Si yo hubiera tenido
que votar en el plebiscito de Colombia, hubiera votado NO. No porque defienda
la violencia sino por lo contrario, aunque el presidente Juan Manuel Santos Calderón —ejecutor de la guerra frontal contra las FARC cuando
era ministro de defensa— haya promovido que aprobar “su” acuerdo era
querer la paz y rechazarlo era más guerra, algo que la guerrilla descartó.
Un largo acuerdo de
297 páginas —hubo sólo un mes para conocer, algo imposible— dio
dudas de una paz duradera: su corto tiempo de información y la forma de
refrendarlo elegida por el gobierno —un plebiscito que con los votos favorables del 13% del censo incorporaría lo acordado a la
Constitución, a diferencia del 50%
usual— despiertan susceptibilidades.
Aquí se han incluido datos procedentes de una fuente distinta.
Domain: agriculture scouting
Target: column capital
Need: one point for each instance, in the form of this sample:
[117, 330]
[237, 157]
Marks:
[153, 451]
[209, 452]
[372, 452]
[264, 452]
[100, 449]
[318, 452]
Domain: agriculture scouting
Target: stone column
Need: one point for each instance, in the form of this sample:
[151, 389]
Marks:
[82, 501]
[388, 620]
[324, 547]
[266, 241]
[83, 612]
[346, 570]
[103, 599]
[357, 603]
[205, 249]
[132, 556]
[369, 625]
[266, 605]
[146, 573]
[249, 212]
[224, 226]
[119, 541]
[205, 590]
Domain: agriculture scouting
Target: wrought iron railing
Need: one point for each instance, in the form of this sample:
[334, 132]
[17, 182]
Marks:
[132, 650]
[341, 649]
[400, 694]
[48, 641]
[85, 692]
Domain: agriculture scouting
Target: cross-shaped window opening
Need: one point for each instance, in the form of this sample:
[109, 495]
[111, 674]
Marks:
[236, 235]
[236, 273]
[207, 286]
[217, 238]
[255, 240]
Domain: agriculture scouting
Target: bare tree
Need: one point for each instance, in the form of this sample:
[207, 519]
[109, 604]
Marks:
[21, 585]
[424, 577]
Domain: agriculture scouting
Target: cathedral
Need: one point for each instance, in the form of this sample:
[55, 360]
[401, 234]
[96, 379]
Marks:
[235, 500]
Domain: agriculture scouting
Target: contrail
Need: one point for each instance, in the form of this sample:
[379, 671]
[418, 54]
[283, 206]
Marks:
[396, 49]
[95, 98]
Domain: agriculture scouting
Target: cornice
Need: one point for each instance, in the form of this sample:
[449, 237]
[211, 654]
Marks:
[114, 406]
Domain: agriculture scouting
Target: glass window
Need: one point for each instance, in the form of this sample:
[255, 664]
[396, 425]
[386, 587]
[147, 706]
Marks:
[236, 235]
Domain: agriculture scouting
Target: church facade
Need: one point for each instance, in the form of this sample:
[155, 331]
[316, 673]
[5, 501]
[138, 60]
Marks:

Y las concesiones —precedente
para con el ELN— extremadamente
ventajosas: los crímenes contra el
derecho humanitario no tendrán prisión; las FARC — para la mayoría de los países terrorista y parte
del narcotráfico— recibirán diez escaños en el congreso durante dos periodos legislativos y participarán en la elección de 16 escaños especiales de las zonas más afectadas por el
conflicto, además de recibir y los mismos recursos estatales que todos los
partidos tradicionales, además de 31 emisoras y un canal de TV para difundir sus
posiciones —beneficio exclusivo sobre el resto.
También excluye a las
FARC de reconocer su vinculación con el narcotráfico ni devolver los recursos
percibidos por esto ni por los secuestros, extorsiones y minería ilegal, por lo
que no contribuirán a reparar el daño a las víctimas y sí podrían usarlos en
política. Hay más, pero estos son los más visibles.
Un pueblo que ha
vivido más de 50 años de violencia urge de paz pero que sea verdadera. Habrá que seguir negociándola.